A delightful puppy and wildflower day

It is very convenient to stroll out of Escalante and take care of pre-hike errands. We checked out of The Prospector, walked over to the Outfitters for coffee and an egg-in-a-basket (in honor of Bubbles and DNR!), and dropped off our package and postcards at the post office all before 8:00 am.

The postmistress was very warm and helpful. But we are still wondering what she meant about the Hayduke when she said, “You’re walking the made up trail.”

Not sure what direction that conversation could have gone we headed on to the gas station with a Subway to get our last fresh veggies for a week. Gabriel also picked up a half gallon of almond milk so he’d start with 800 calories of fluids instead of silly calorie-free water.

All done with errands, we walked to the edge of town and started hitching by 8:50. We had a ride about 15 minutes later! Semi-retired guy from Pennsylvania who regularly comes to Utah in the spring. Before we got in, he had to move stuff around in his truck. He’d picked up a Hayduker last year and knew a bit about the route. He got us about 10 miles down Hole in the Rock Road to his turn off. Thank you!

Less the 5 minutes later the next car down the road stopped and picked us up. The couple and their 13-year old golden retriever, Coogan, we’re driving to the end of the road. They stopped to make room in their jeep and off we went. Recently retired, the couple, took up the RV life and now travel around to the places they love and want to explore more (next winter it’ll be three months in Baja with fellow RVer friends). Long time hikers, they had hitched and shuttled many a time. We had a lot of fun talking about trails, travels, ways to pursue what is meaningful.
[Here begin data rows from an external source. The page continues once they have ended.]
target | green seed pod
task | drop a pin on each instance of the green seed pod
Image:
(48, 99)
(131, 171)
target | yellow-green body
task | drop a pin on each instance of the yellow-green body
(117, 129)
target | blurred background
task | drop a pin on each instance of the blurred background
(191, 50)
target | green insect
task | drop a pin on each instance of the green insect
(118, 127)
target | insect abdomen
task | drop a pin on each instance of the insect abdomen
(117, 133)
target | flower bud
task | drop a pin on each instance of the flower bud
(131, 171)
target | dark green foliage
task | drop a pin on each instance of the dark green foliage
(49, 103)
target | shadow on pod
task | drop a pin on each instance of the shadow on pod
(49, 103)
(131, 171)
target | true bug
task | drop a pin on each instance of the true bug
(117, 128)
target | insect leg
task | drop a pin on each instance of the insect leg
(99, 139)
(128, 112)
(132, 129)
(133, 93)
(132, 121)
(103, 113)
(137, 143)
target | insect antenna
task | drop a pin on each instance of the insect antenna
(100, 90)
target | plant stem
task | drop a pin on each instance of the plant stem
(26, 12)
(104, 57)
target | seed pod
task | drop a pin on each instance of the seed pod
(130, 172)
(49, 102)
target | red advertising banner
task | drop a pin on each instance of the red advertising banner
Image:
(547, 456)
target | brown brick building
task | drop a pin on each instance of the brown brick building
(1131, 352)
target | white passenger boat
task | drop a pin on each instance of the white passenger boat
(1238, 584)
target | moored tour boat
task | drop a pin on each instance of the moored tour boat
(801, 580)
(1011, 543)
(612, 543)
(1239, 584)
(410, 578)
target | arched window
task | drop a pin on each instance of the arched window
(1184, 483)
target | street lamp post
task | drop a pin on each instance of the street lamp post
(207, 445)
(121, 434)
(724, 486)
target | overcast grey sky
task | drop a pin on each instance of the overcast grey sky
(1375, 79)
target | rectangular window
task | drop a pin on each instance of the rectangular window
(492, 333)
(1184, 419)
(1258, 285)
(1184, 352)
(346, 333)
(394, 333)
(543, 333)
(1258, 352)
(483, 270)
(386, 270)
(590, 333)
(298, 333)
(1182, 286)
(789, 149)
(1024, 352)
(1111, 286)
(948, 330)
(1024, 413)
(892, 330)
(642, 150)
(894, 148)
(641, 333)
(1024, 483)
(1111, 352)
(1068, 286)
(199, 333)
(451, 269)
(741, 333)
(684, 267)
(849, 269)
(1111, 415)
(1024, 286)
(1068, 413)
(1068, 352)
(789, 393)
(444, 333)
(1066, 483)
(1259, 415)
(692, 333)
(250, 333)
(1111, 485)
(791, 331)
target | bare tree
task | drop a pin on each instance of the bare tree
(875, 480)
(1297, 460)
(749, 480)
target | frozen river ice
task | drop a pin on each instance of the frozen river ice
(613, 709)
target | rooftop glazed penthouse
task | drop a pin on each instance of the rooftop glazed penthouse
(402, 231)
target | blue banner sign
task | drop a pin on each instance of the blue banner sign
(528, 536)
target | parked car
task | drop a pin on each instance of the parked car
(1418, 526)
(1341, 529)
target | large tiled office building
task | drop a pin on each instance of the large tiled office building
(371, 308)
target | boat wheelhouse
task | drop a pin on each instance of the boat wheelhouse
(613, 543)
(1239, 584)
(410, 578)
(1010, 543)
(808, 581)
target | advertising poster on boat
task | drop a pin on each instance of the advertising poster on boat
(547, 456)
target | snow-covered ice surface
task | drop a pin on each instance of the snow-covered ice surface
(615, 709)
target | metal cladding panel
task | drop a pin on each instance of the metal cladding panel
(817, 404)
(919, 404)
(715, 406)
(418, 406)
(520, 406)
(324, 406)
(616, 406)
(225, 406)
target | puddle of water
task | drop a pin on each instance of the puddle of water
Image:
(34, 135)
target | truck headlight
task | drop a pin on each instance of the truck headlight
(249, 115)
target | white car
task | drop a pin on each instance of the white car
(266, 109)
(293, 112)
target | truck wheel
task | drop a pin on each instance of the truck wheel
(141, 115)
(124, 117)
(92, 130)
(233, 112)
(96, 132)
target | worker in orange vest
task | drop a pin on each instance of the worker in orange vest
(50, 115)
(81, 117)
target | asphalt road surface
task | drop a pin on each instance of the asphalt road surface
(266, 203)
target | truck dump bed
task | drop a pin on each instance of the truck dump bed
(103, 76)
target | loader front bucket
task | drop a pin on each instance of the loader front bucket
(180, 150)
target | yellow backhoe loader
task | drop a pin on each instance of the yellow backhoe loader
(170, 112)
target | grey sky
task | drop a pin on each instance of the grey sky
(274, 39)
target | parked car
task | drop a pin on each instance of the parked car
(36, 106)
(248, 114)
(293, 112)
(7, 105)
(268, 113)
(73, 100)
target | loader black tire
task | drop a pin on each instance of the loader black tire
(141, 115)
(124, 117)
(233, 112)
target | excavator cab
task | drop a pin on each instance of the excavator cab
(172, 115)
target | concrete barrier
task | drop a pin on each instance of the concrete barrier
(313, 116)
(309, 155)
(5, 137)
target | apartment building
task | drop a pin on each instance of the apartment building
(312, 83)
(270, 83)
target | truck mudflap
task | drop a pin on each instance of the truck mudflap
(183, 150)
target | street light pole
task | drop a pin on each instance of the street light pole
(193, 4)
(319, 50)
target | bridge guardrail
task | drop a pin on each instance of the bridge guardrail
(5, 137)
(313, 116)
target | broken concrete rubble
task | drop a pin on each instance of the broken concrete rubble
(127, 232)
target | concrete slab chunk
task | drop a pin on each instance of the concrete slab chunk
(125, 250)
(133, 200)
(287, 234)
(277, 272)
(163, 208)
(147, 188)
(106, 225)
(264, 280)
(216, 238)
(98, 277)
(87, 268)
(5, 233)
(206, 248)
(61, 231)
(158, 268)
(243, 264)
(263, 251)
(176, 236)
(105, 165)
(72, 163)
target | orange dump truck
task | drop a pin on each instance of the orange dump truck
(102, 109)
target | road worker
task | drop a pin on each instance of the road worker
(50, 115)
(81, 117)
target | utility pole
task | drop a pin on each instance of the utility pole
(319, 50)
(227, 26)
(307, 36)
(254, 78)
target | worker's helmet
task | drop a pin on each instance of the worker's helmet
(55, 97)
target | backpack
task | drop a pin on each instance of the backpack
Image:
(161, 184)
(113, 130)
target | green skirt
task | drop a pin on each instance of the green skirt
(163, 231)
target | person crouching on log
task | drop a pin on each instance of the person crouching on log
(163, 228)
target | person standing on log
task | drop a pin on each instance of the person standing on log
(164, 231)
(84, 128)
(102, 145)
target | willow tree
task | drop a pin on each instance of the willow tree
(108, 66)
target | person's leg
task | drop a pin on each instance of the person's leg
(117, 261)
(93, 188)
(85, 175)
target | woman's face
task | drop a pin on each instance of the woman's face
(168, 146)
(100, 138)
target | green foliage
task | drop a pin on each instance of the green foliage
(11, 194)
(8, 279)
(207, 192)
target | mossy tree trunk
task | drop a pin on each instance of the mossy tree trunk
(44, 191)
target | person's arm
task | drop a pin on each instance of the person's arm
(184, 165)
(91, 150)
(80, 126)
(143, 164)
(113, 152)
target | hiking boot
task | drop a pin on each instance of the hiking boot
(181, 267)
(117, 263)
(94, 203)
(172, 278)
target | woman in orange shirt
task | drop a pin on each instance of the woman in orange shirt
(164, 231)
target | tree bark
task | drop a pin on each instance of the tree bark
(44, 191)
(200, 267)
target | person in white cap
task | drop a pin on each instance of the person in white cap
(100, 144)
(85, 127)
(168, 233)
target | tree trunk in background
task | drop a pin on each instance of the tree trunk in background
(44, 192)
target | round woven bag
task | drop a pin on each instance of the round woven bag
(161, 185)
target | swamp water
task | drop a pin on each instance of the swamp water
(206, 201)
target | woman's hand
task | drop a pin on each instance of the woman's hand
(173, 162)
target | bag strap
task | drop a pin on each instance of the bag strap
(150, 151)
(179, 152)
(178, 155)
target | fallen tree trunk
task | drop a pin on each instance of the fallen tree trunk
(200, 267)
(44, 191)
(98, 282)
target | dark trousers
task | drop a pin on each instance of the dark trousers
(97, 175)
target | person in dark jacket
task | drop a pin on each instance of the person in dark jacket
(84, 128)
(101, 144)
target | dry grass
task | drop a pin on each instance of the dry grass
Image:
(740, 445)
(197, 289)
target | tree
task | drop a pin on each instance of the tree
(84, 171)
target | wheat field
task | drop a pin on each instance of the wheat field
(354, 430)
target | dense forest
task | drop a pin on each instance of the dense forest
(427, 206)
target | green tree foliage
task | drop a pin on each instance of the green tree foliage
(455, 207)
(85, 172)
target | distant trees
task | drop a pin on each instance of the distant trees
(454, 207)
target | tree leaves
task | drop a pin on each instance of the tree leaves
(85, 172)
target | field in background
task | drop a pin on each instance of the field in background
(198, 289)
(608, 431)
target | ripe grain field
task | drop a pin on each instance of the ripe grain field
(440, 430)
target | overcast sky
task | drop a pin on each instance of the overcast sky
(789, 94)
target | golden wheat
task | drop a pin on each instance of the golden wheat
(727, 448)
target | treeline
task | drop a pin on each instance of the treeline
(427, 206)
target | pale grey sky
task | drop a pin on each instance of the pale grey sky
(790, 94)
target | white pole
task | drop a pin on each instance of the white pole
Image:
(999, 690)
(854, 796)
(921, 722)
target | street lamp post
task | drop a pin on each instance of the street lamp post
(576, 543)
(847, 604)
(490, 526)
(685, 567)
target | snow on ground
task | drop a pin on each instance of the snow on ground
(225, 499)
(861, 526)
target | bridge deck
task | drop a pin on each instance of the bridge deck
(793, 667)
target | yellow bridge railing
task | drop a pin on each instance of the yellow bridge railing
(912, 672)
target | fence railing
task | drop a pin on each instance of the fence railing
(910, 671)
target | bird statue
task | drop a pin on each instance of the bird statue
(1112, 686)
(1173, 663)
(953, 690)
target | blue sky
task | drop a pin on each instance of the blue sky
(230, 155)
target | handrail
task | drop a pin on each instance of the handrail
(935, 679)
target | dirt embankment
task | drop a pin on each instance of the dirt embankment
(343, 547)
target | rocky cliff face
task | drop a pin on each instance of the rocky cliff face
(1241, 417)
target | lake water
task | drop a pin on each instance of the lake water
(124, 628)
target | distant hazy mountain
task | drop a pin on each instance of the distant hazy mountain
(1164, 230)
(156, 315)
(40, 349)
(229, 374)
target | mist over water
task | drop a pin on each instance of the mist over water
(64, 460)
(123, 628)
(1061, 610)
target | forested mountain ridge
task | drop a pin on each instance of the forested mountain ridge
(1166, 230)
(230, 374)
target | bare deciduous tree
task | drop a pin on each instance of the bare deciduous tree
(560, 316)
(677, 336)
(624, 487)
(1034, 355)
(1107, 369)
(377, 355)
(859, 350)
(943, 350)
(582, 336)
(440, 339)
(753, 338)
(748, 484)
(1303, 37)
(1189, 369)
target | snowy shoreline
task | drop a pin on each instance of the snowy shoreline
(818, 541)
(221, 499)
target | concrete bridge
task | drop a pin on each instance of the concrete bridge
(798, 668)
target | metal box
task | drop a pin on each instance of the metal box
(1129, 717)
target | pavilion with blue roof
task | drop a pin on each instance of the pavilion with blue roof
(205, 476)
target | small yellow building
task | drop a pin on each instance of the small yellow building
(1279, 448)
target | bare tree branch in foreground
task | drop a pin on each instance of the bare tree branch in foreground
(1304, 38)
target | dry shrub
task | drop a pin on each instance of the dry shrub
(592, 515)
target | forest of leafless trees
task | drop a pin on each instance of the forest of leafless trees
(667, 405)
Gosh I love hitching and the people we meet along our hikes. Best of all, I got to pet Coogan the whole time! Dog love satiated for a time.

Back to the Hurricane Wash trailhead by 11 am. We got walking. The Hayduke welcomed us back with gusts of wind that kicked up a dust devil. Sand in our eyes and grit in our teeth. Thanks Hayduke, we wouldn’t want it any other way.

We headed up 50 Mile Road to a bench and stock trail that climbed the rest of the way up and over the Kaiparowits Plateau, roughly 2,500 feet of gain. Really pleasant walking. Jackrabbits and a few cows loping in the sage and antelope brush. The sweet scent of cliffrose in a refreshing breeze. Wild flowers everywhere! Purple lupine, pink and white phlox, brilliant red paintbrush, new (to me) vetch species, serviceberry, red-pink Utah penstemon, and balsam root!!!

And the views! A clear day, we could see out across the red domes and cliffs of the Escalante River, the Waterpocket Fold, beyond to the Henry Mountains, and the distant Sierra La Sals.

On top of the plateau we followed stock trails through pinyon woodland to Mudhole Spring. A lovely piped spring tucked into an aspen grove. A cowboy cabin with saddles and tack out front and two horses grazing. I was curious to poke around the cabin, but didn’t want to intrude with someone’s gear around.

Taking a compass baring we traveled stock paths toward Monday Canyon. All the while admiring the ponderosa groves on the top of the plateau and aspen groves in the drainages. Signs it is still early spring up here: the aspen and gamble oak have yet to leaf out.

A brushy scramble into Monday Canyon we followed the dry wash for a bit. The canyon walls are Navajo sandstone with honeycomb formations and forested slopes. A pretty place. When we found a duffy pinyon grove we stopped for the night.

Day 24: 12 miles; 337.3 miles total. Hurricane Wash trailhead to a little ways down Monday Canyon. 

GPS: not needed; people sighted: only in town or at the TH; roads: walked up one for about 4 miles, then on stock trails and cross country down canyons.

Marmot and Coogan! This furry guy got interviewed by rangers before he hiked through Grand Gulch many years ago. A very gentle soul who loves roaming public lands with his pack.

Up the road we go to the top of 50 Mile Mountain and the Kaiparowits Plateau. Up there is some of the high lonesome country of the Hayduke and areas that would be at risk for mining exploration – if not for the national monument status.

Ever cheery Silvery townsendia, found close to the ground.

Utah penstemon found all along the trail. We hear humming birds buzz about when ever we are near these flowers.

Rough paintbrush.

Balsam root!!!! Makes me think of hikes with friends around Leavenworth, Wenatchee, and the Methow.

Looking east back to the Escalante, the Waterpocket Fold, Henry Mountains, and Sierra La Sal. To think, we walked here from the Sierra La Sal, we’re starting to feel like we have covered some ground.

A grassy meadow on top of the Kaiparowits Plateau. Where did our stock trail go?

Yep, this is how we always get our water out here on the Hayduke. I’d told a local who was having coffee at the gas station this morning that for me civilization means I can get water from a faucet. Guess I’m already back in civilization.

Happy horses grazing among aspen near Mudhole Spring.

Into Monday Canyon we go. Bushwhacking through oak requires some adjustments in schwack technique.